Our modern diet tends to consist of large quantities of refined foods that have remarkably little fiber content. As a result, the bulk of our feces is far less than that of our forefathers and those who live in primitive societies. When the muscles in the gut contract, they may have very little in the way of feces to push along, and this may lead to spasm of the gut. People with tense personalities or continuing stress will find that their 'stomach is in knots'. This is merely the sensation that the intestine is acting more rapidly than is necessary due to the overstimulation of the nervous system. Over a number of years, the combination of a low-fiber diet, anxiety, stress and hereditary factors may lead to the development of the irritable bowel syndrome. This syndrome is characterized by abdominal pain caused by intense spasms of the bowel muscle, alternating constipation and diarrhea, passage of wind by mouth and anus, nausea, loss of appetite and mucus on the stools. Once established, the pattern may be very difficult to break, as the symptoms cause further anxiety in the victim, which in turn exacerbates the original symptoms. The disease has been given many different names over the years, and may also be known as nervous dyspepsia, mucus colitis and functional indigestion.
There are no definite tests to prove the presence of the syndrome, and so all other causes of the symptoms must be excluded by exhaustive tests.
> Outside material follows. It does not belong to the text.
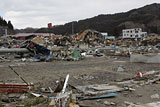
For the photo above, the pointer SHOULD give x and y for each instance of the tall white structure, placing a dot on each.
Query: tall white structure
(134, 33)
An X-ray of the large intestine (a barium enema) may show the excessive spasms of the gut in some patients.
Once diagnosed, the treatment consists of a diet high in fiber and low in dairy products and processed foods. High-fiber dietary supplements are often recommended. Regular meal and toilet habits should be established, and tobacco and alcohol intake should be restricted. Reassurance is very important, and anti-anxiety drugs, antidepressants and psychotherapy may all prove useful. In the acute situation, doctors can prescribe one or more of a number of drugs that are used to reduce the activity of gut muscles. Occasionally pain-killers are also necessary.
The usual course is for the syndrome to occur intermittently over many years. The continued attention by a sympathetic doctor is necessary for all sufferers because the greater the confidence the patient has in the treatment and the doctor, the more likely the regime is to succeed.